I only have so much mental bandwidth to spare for streaming content, especially at the end of the year, when my interests are torn between catching up on movies and passively ingesting reality trash while playing Tears of the Kingdom (yes, I am still playing TotK, so what). Which is why my knowledge of Faraway Downs, the new Hulu series from Baz Luhrmann, was casual at best. As far as I can tell (i.e., based entirely on the featured image in the Hulu app), it stars Nicole Kidman and Hugh Jackman, reprising their roles for a continuation of/prequel to Australia, the 2008 movie I still haven’t bothered to see because it seems long and it’s about … Australia. No offense, Aussies, but I just don’t feel compelled to watch an epic period drama starring the most famous Australians who aren’t named Crocodile Dundee, in a story about—checks Google—I’m sorry, CATTLE RANCHING?!
Anyway. I assumed some heavy digital airbrushing and a little reused footage was involved to make this a prequel, and I went about my life unconcerned with whatever is going on at Faraway Downs HQ. (I will say that Faraway Downs is a distinctly more Australian-sounding title than Australia.) Lo and behold, the internet has done the labor of educating my ignorant ass yet again. Not only is Faraway Downs not a prequel to Australia, it IS Australia.
To be fair (to me), it’s not as if any of the reporting on this series really led with “Baz Luhrmann recut his 15-year-old movie into six parts.” In his recent interview with CBS Mornings, the filmmaker explained that he wanted to “finish the story” he set out to tell in Australia, making Faraway Downs a director’s cut of sorts. When the trailer was released, many sites—including THR—touted the series as an “expansion” of Australia. Filmmakers don’t have a habit of retitling their projects for a director’s cut. Of course everyone is confused by this. As Leslie Mac points out in the above TikTok, this may very well have something to do with the WGA strike over the summer. With writers not writing new content, studios and streamers needed to find something to fill in the gaps.
It’s also not the only instance of a film being recut into a series for streaming this year. BlackBerry, Matt Johnson’s very good retelling of the making, selling, and folding of the eponymous smartphone, had a limited theatrical run in May. Just six months later, in early November, BlackBerry appeared on AMC and AMC+ as a three-part limited series (this version was also released on CBC in Johnson’s native Canada). Viewers can either watch the two-hour theatrical version or the slightly expanded three-part series which features additional footage. I can’t even get into what this sort of thing means for awards season, but I’m sure a knowledgeable prognosticator is yelling about it online somewhere.

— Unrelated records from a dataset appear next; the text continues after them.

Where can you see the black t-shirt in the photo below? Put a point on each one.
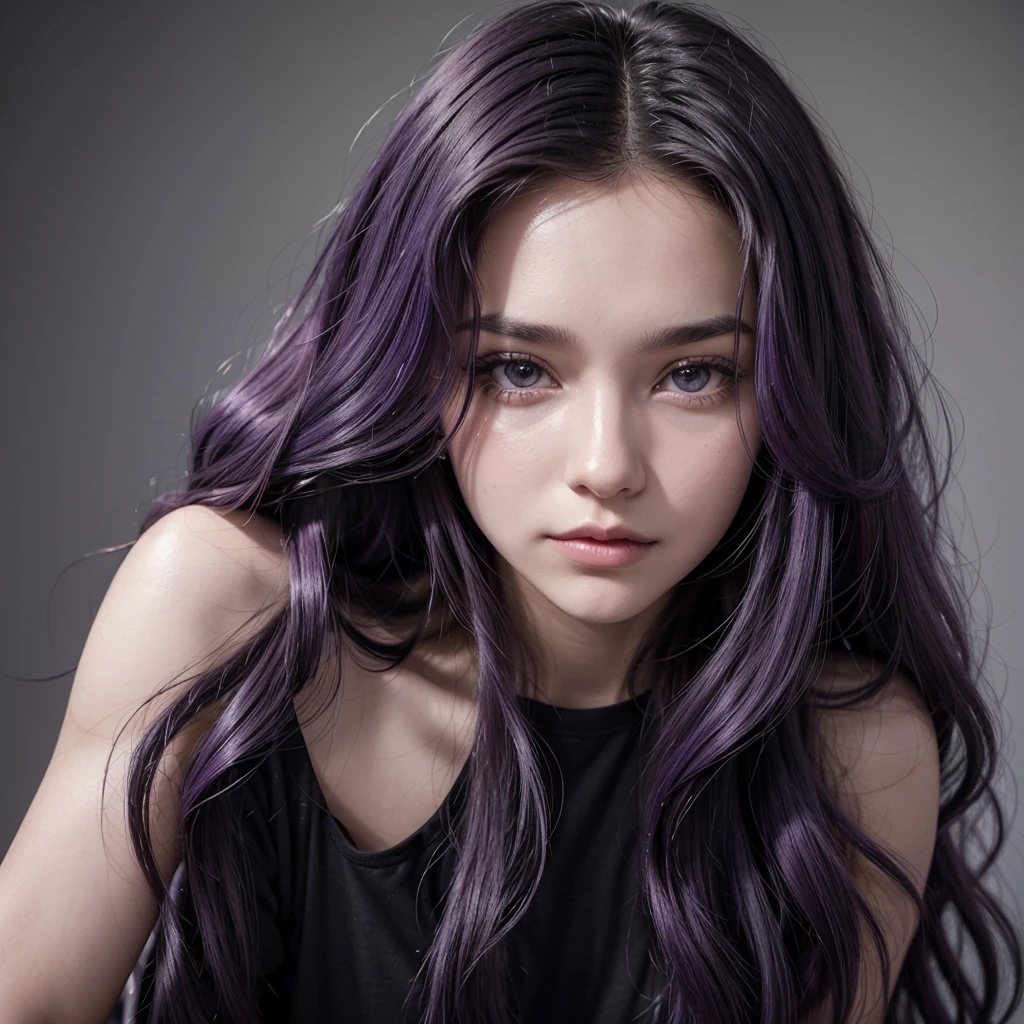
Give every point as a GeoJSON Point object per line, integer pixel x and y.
{"type": "Point", "coordinates": [342, 932]}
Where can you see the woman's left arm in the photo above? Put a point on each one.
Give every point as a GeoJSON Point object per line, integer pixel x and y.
{"type": "Point", "coordinates": [888, 761]}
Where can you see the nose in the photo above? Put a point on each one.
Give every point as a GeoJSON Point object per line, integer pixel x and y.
{"type": "Point", "coordinates": [604, 454]}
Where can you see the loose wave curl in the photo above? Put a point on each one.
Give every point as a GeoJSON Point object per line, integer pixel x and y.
{"type": "Point", "coordinates": [335, 434]}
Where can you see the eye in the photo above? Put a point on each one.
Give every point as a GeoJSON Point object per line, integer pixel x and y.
{"type": "Point", "coordinates": [517, 371]}
{"type": "Point", "coordinates": [693, 376]}
{"type": "Point", "coordinates": [517, 374]}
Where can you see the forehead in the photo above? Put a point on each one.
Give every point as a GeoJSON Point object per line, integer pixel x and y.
{"type": "Point", "coordinates": [646, 247]}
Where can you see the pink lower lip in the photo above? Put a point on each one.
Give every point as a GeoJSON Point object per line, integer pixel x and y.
{"type": "Point", "coordinates": [608, 554]}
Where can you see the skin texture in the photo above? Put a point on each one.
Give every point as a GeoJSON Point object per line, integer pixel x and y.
{"type": "Point", "coordinates": [602, 434]}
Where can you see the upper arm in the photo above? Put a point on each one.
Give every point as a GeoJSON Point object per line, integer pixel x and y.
{"type": "Point", "coordinates": [75, 908]}
{"type": "Point", "coordinates": [888, 782]}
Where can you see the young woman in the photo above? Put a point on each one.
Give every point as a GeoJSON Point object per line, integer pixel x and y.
{"type": "Point", "coordinates": [557, 623]}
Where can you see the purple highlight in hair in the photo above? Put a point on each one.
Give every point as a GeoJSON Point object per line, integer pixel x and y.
{"type": "Point", "coordinates": [335, 434]}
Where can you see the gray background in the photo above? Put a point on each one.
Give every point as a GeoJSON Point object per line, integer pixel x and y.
{"type": "Point", "coordinates": [164, 164]}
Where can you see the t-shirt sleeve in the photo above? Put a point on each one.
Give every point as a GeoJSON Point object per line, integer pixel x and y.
{"type": "Point", "coordinates": [259, 848]}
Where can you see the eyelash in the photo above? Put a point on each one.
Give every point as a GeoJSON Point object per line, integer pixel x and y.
{"type": "Point", "coordinates": [725, 367]}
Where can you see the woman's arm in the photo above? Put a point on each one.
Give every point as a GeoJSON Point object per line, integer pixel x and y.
{"type": "Point", "coordinates": [888, 781]}
{"type": "Point", "coordinates": [75, 908]}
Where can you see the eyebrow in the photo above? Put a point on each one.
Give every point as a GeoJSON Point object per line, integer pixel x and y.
{"type": "Point", "coordinates": [652, 341]}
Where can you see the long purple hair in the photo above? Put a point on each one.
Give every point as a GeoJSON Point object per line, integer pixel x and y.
{"type": "Point", "coordinates": [841, 542]}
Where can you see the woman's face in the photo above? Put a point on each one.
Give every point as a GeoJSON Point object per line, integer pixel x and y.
{"type": "Point", "coordinates": [598, 415]}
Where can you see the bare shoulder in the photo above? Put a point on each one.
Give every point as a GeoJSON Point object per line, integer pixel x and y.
{"type": "Point", "coordinates": [194, 586]}
{"type": "Point", "coordinates": [883, 759]}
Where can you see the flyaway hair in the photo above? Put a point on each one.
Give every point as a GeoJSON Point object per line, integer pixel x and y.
{"type": "Point", "coordinates": [840, 543]}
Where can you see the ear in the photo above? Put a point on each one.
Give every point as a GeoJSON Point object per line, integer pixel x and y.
{"type": "Point", "coordinates": [883, 759]}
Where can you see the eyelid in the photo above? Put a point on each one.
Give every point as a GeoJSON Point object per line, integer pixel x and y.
{"type": "Point", "coordinates": [720, 363]}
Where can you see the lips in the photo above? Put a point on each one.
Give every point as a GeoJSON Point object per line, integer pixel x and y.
{"type": "Point", "coordinates": [602, 536]}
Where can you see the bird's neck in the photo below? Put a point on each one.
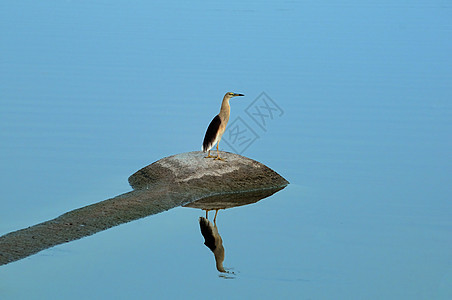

What I am curious about is whether this is the start of a new trend that allows streaming platforms to repurpose movies into limited series, thereby enabling some sort of financial sorcery—not unlike David Zaslav turning completed films into tax write-offs for Warner Bros.-Discovery. Again, I am not knowledgeable enough about how this might work (corporate finances are haaaaard), but it certainly has the air of creative studio accounting.